Rocky Slavin, Xiaoyin Wang, Mitra Bokaei Hosseini, James Hester, Ram Krishnan, Jaspreet Bhatia, Travis Breaux, Jianwei Niu.  2016.  Toward a framework for detecting privacy policy violations in android application code. ICSE '16 Proceedings of the 38th International Conference on Software Engineering.

Mobile applications frequently access sensitive personal information to meet user or business requirements. Because such information is sensitive in general, regulators increasingly require mobile-app developers to publish privacy policies that describe what information is collected. Furthermore, regulators have fined companies when these policies are inconsistent with the actual data practices of mobile apps. To help mobile-app developers check their privacy policies against their apps' code for consistency, we propose a semi-automated framework that consists of a policy terminology-API method map that links policy phrases to API methods that produce sensitive information, and information flow analysis to detect misalignments. We present an implementation of our framework based on a privacy-policy-phrase ontology and a collection of mappings from API methods to policy phrases. Our empirical evaluation on 477 top Android apps discovered 341 potential privacy policy violations.

Mitra Bokaei Hosseini, Sudarshan Wadkar, Travis Breaux, Jianwei Niu.  2016.  Lexical Similarity of Information Type Hypernyms, Meronyms and Synonyms in Privacy Policies. Association for the Advancement of Artificial Intelligence.

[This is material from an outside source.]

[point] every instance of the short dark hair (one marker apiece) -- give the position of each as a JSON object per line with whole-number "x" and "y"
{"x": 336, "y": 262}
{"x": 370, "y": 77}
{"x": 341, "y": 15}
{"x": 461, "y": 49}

Privacy policies are used to communicate company data practices to consumers and must be accurate and comprehensive. Each policy author is free to use their own nomenclature when describing data practices, which leads to different ways in which similar information types are described across policies. A formal ontology can help policy authors, users and regulators consistently check how data practice descriptions relate to other interpretations of information types. In this paper, we describe an empirical method for manually constructing an information type ontology from privacy policies. The method consists of seven heuristics that explain how to infer hypernym, meronym and synonym relationships from information type phrases, which we discovered using grounded analysis of five privacy policies. The method was evaluated on 50 mobile privacy policies which produced an ontology consisting of 355 unique information type names. Based on the manual results, we describe an automated technique consisting of 14 reusable semantic rules to extract hypernymy, meronymy, and synonymy relations from information type phrases. The technique was evaluated on the manually constructed ontology to yield .95 precision and .51 recall.